事実、ACI(Animal-Computer Interaction/動物とコンピューターの相互作用)と呼ばれる研究分野では、コンピューターを使って人間と他の動物間のコミュニケーションを実現するための研究も行なわれている。情報技術は人と人の距離を縮めるばかりか、異種間のコミュニケーションすら実現しようとしているのだ。

しかし山極は「曖昧さ」を「情緒」と言い換えながら、その価値を強調する。

「たとえ相手が99パーセント間違っているとわかっていても、情緒の部分で人を許すこともありますよね。将来的にはAIにも情緒をわからせることができるようになるかもしれませんが、与えられた情報からのみ判断を下す現在のAIでは、こういう判断はできない。情報にならない情緒が重要なんです。世界は情報だけでできているわけではありませんから」

■わからないものを向き合うことの意味

「情報化すれば、そのデータを解析して価値を与えることができる。価値化は目的に沿って行なわれますが、しかしそもそも地球や自然はなにか目的があって生まれているわけではないでしょう。
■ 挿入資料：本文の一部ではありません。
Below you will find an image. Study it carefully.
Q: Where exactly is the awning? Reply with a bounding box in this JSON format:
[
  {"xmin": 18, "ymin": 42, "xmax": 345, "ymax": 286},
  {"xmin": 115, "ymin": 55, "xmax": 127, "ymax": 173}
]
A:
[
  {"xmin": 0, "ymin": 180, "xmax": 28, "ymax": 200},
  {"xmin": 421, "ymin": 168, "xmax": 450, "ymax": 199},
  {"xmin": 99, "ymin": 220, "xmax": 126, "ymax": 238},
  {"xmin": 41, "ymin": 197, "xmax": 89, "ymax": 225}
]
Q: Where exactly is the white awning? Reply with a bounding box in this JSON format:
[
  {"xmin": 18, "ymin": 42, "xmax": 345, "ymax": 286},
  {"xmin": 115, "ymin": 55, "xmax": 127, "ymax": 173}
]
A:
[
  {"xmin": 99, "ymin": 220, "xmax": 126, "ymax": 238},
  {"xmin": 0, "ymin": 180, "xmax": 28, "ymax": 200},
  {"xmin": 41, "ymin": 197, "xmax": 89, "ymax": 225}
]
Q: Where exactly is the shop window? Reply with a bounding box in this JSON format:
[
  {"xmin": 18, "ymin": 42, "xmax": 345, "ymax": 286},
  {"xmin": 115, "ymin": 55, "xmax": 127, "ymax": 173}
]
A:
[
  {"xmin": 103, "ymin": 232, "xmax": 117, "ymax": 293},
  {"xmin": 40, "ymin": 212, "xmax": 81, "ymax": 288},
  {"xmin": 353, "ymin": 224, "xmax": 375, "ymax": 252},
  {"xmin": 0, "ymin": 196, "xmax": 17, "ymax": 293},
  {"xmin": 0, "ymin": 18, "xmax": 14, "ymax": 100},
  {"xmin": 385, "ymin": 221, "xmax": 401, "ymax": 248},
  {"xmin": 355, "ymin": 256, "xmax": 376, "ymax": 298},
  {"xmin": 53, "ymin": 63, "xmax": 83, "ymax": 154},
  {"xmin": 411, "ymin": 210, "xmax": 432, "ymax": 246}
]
だから、この世界には目的や価値といった判断軸で捉えられないもののほうが多いわけです」

曖昧さは、ここでは「わからなさ」とも言い換えられていたが、その価値とは何だろう。山極はそこに生命の本質を見るという。

「人間は、何かわからないものと向き合っていたいんです。他人のことはわからないからこそ、一緒に何かをしようという意欲が湧きます。相手のことが全てわかってしまったら、付き合ってもしょうがないわけです」
「わからないからこそ、知りたいと思う。AIもロボットも仲間にはならないのは、すべて外からわかってしまうから。生命の本質をもう一度人間のなかに認めないと、生きた社会はどんどん離れていってしまう気がします」

■AIは西洋思想の「到達点」「臨界点」

AIは西洋思想のひとつの到達点であると同時に、ある種の臨界点を示しているのかもしれない。山極は自らが参加した、フランスで開催されたシンポジウムの話をしてくれた。そのシンポジウムのテーマは「Does Nature Think?」。人間は自ら考える存在と言われているが、はたして自然自身は考えるのか。西洋哲学の立脚点に立てば、「自然は考える」とはみなされていない。だからこそ、いまこの問いに挑むべきだという。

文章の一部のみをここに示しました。